The United Nation’s Food and Agriculture Organization (FAO) has developed the WaPOR, a new high-tech tool to measure how efficiently water is used in agriculture, particularly in water-scarce countries.
The open-access database taps satellite data to enable farmers achieve more reliable agricultural yields and allows for the optimization of irrigation systems.
It was designed by FAO IT, land and water experts through a $10 million project-funded by the Government of Netherlands focusing on countries facing or projected to face physical of infrastructural water scarcity.

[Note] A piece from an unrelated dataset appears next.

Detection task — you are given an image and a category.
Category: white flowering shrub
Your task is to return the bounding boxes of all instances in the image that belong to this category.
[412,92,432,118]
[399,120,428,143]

FAO’s Deputy Director-General, Climate Change and Natural Resources Maria Helena Semedo said, “Water use continues to surge at the same time that climate change- with increasing droughts and extreme weather- is altering and reducing water availability for agriculture.”
The global water use, majority which is in agriculture, has outpaced the rate of population growth for most of the last century and some regions are close to breaching viable limits.
It is estimated that for each 1 °C of global warming, 7 per cent of the global population will experience a decrease of 20 per cent or more in renewable water resources.
Improved management of water resources is a critical area for intervention in the vast majority of the national climate-change adaptation and mitigation plans submitted to fulfill commitments under the Paris Climate Agreement underlines the need to “increase the ability to adapt to the adverse impacts of climate change and foster climate resilience in a manner that does not threaten food production.”
WaPOR analyzes the water utilised through farming systems and generates empirical evidence about how it can be used most productively.
It sifts through satellite data and uses Google Earth computing power to produce maps that show how much biomass and yield is produced per cubic meter of water consumed.
These will help agricultural extension agents to enable farmers obtain more reliable crop yields, both improving their livelihoods and making them more sustainable.
“Supporting smallholder farmers with access to geospatial information that can optimize water availability and curb their vulnerability to climate change is a key mission for FAO and this is an important first step,” said FAO Assistant Director-General René Castro, Head, Climate, Biodiversity, Land and Water Department.
The continental level database, which also covers the Near East, is live. Country-level data for Benin, Burundi, Egypt, Ethiopia, Ghana, Jordan, Kenya, Mali, Morocco, Mozambique, Rwanda, South Sudan, Tunisia and Uganda will be made available in June 2017.
More detailed data will go online in October, starting with pilot areas in Ethiopia and Mali.